A synthetic peptide representing residues 397–420 from the measles virus (MV) fusion (F) protein was tested for its structure, immunogenicity and protective capacity against intracerebral challenge with a neuroadapted strain of MV. Analysis of the peptide by mass spectrometry showed that it was linear, despite the presence of two cysteine residues in the sequence. Circular dichroism spectroscopy highlighted a weak preference for the peptide to adopt an α-helical conformation. The peptide was shown to be immunogenic in BALB/c and C57BL/6 mice after intraperitoneal immunization in Freund’s adjuvant, and anti-peptide antibodies from both strains of mice reacted with the MV as a solid phase antigen on an ELISA plate.
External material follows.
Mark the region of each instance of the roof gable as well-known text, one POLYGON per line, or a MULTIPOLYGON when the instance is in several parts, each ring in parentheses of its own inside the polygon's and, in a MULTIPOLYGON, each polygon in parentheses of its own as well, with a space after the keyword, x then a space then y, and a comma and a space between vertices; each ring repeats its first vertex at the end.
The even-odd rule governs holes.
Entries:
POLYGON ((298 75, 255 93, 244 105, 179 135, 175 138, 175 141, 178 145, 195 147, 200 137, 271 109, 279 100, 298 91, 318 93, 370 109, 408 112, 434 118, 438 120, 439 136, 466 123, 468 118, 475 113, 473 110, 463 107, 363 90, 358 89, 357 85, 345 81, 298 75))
When the fine specificity of the anti-peptide antibody response was examined using overlapping 8-mer peptides, serum antibodies from BALB/c mice recognized the region between residues 407 –417 whereas antibodies from C57BL/6 mice recognized the region 408 –420 of the 397–420 peptide sequence. Although anti-397–420 antibodies had no demonstrable neutralizing activity, protection against challenge with a neuroadapted strain of MV was demonstrated following active immunization with peptide in C57BL/6 mice or after passive transfer of anti-peptide antibodies in BALB/c mice. These findings highlight the importance of the 397–420 region in the induction of protective antibodies in the MV encephalitis mouse model, and suggest that this epitope might be a good candidate for inclusion in a future MV synthetic peptide vaccine.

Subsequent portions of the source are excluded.